Trump is aware of the problem, but he can’t seem to stop doing things to alienate this group. He’s minimizing the health threat from the coronavirus—at a time when at least 40 percent of Covid-19 deaths have occurred in nursing homes, according to The Wall Street Journal. He opposes voting by mail (never mind that Trump voted for himself by mail in the March 17 Florida primary). He’s suggested that Martin Gugino, the 75-year-old protester whose skull was fractured on June 4, when a Buffalo cop pushed him to the ground, was “an antifa provocateur” who “fell harder than he was pushed.” And Trump, who once prided himself on refraining from traditional conservative calls to cut Social Security and Medicare while campaigning for president, has proposed reductions to these programs now that he’s in office, and he’s started to speak more openly about that.

The gerontocratic bias in the American electorate creates all sorts of problems for our democracy.
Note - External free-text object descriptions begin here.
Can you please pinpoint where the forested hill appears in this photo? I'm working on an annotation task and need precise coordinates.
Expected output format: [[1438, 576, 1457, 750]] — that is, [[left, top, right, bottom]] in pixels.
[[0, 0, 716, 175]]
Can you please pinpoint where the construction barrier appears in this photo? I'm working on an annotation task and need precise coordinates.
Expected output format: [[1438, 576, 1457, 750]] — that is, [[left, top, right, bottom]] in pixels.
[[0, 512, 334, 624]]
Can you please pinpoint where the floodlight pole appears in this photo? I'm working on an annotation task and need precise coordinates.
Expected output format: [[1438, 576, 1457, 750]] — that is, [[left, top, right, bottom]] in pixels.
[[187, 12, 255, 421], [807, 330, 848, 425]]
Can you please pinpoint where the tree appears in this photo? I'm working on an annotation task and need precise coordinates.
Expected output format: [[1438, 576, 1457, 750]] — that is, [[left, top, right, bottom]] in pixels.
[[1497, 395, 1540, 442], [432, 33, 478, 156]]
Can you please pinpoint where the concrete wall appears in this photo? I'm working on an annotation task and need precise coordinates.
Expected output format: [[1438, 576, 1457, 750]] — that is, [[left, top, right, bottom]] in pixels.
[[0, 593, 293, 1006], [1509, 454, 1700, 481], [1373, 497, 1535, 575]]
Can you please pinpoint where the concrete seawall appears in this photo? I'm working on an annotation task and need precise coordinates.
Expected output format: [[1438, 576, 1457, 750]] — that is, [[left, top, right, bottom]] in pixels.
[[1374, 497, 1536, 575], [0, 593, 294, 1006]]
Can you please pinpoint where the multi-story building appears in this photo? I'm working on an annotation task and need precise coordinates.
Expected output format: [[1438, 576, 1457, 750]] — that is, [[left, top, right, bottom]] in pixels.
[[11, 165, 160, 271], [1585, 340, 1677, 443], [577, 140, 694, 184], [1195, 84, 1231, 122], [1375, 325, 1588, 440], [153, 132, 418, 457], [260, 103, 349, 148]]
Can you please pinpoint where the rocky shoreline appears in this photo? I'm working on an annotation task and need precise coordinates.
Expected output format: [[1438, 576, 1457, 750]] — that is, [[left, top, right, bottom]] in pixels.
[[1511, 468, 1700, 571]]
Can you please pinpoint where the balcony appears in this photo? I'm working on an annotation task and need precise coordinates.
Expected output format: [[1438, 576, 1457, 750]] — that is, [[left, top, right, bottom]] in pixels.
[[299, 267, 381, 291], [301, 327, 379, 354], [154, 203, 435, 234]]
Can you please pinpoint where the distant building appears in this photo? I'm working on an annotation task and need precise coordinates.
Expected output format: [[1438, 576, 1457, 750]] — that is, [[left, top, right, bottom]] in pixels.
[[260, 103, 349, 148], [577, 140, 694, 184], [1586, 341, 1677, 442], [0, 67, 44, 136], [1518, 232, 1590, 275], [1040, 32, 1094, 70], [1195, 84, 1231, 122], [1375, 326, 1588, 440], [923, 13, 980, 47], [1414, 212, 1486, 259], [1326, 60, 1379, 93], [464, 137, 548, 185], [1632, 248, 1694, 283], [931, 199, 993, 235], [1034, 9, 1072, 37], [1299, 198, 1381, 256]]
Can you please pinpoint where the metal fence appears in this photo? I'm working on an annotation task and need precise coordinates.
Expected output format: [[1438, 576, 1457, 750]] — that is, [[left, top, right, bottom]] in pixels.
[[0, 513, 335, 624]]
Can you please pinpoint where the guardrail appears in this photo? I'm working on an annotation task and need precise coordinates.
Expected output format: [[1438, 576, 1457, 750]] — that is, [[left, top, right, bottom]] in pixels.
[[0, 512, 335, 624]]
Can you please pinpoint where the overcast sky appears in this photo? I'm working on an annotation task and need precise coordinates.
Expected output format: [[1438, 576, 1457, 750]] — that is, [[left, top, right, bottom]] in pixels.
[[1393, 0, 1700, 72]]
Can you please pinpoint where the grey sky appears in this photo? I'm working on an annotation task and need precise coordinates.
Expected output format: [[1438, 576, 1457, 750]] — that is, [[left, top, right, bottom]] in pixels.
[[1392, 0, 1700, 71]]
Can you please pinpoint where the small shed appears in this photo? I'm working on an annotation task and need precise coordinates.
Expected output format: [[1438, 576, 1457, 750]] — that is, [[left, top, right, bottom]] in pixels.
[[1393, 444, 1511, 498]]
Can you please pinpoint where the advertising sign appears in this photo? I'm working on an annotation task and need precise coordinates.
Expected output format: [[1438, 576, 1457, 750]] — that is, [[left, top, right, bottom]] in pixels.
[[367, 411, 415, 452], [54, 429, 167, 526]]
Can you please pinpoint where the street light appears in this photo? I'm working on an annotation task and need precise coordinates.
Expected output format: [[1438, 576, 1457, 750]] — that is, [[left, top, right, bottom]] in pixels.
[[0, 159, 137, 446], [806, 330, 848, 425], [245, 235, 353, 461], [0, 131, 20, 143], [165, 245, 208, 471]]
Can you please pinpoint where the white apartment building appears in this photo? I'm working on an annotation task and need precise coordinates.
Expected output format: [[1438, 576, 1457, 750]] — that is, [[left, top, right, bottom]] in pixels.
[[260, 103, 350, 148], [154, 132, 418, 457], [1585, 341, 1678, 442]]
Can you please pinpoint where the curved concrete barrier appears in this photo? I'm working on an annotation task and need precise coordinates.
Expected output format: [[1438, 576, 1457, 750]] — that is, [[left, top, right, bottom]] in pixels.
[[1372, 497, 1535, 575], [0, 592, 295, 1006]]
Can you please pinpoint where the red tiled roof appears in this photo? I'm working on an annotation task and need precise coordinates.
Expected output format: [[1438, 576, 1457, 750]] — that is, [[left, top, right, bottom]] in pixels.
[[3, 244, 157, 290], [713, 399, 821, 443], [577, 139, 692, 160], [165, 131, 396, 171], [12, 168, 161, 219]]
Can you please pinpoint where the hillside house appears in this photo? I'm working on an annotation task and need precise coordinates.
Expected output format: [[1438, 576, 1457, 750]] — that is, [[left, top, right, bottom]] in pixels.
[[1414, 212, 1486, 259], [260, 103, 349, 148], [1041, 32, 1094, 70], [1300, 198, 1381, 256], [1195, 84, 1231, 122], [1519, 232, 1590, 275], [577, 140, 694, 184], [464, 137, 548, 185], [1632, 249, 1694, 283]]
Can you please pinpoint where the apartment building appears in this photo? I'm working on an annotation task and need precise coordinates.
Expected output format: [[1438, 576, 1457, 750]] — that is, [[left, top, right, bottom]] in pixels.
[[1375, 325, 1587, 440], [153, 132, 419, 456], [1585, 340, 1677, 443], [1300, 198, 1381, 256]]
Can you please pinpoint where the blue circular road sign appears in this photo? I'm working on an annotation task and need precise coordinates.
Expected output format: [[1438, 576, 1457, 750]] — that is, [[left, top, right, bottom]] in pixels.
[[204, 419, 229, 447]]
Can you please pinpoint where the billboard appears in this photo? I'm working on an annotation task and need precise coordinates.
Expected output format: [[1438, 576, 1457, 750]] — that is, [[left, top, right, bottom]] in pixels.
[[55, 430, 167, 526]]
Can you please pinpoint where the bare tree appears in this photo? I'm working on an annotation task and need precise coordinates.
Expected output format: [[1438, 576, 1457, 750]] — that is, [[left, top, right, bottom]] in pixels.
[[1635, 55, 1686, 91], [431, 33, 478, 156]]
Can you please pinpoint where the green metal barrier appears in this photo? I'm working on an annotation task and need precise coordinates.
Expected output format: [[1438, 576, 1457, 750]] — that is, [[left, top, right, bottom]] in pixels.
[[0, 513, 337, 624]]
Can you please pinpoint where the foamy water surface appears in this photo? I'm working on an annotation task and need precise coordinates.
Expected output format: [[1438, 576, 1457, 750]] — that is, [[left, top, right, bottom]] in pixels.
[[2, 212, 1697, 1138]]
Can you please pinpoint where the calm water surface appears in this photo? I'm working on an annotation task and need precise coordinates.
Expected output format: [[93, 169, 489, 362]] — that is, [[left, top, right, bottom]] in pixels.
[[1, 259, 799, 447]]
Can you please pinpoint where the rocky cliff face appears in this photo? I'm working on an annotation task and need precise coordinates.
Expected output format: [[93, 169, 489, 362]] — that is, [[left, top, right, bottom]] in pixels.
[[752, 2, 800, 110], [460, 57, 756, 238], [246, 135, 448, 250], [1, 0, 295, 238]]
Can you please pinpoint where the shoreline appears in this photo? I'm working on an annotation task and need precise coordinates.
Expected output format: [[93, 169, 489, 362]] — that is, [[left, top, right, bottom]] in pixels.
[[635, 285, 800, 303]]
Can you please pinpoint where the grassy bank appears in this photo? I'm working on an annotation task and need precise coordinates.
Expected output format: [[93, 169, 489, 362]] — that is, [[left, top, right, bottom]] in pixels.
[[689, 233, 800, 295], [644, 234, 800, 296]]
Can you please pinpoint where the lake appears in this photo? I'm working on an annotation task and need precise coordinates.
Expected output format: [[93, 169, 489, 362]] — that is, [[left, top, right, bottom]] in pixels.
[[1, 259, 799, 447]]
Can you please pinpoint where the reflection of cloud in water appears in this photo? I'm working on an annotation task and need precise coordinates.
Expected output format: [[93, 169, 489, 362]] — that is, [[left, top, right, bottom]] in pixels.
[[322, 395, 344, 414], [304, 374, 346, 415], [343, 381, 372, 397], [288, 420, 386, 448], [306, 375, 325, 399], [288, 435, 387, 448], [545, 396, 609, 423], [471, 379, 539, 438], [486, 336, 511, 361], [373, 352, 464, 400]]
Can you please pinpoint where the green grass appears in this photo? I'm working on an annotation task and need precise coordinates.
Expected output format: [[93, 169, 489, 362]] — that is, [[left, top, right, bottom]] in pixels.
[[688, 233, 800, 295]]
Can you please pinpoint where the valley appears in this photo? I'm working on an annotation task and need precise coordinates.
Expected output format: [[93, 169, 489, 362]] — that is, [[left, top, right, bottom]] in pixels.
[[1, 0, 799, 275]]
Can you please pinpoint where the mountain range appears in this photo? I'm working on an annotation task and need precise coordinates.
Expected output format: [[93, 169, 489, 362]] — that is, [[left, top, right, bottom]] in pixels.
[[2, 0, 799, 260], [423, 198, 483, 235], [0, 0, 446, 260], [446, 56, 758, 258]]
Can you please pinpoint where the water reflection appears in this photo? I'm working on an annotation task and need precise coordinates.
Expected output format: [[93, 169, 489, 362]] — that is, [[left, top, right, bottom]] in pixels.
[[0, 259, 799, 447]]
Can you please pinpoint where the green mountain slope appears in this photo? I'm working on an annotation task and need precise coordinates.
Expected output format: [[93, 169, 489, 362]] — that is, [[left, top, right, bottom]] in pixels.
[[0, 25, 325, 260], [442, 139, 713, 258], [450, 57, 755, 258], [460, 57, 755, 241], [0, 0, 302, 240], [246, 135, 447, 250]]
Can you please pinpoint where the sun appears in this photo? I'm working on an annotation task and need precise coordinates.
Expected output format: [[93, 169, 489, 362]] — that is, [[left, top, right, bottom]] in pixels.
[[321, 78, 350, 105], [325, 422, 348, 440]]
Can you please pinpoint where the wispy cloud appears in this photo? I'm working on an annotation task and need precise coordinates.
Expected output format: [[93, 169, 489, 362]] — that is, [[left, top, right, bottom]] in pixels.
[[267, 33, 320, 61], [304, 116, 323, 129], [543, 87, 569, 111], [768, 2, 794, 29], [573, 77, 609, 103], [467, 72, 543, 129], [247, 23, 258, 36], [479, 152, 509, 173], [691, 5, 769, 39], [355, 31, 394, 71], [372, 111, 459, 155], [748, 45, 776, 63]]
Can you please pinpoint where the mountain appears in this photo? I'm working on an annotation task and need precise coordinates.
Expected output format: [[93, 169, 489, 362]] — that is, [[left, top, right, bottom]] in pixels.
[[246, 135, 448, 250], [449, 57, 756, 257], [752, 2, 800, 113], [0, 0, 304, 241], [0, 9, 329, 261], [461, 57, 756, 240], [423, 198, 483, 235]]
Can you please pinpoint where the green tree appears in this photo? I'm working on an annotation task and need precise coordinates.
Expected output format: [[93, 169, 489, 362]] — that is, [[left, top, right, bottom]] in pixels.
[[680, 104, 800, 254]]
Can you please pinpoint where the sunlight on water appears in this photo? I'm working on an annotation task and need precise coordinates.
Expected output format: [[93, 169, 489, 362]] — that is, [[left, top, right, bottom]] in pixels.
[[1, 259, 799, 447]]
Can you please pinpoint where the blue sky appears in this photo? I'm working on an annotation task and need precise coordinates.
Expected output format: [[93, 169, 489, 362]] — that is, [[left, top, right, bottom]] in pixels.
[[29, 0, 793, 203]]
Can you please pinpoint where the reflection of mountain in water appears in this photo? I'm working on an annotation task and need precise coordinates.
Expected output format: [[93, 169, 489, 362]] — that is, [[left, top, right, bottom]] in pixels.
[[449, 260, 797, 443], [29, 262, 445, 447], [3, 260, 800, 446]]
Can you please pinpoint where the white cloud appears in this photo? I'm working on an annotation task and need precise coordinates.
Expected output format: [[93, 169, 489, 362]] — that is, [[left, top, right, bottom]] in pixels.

The septuagenarian-led status quo keeps fresh faces out of Congress and makes it harder to bring new ideas into the political conversation. It made it possible, just barely, for a person like Donald Trump to get himself elected president.  The best way to address these problems is to increase electoral participation by younger voters.

But barring such an upsurge—which would not play to Trump’s demographic strengths—the gerontocracy must impose some internal discipline, and something like that appears now to be happening. It’s increasingly unlikely that elderly voters will invite Trump back for a second term. In 2021, we’ll still watch the president walking very carefully down the occasional staircase or ramp. But he will probably be a different president.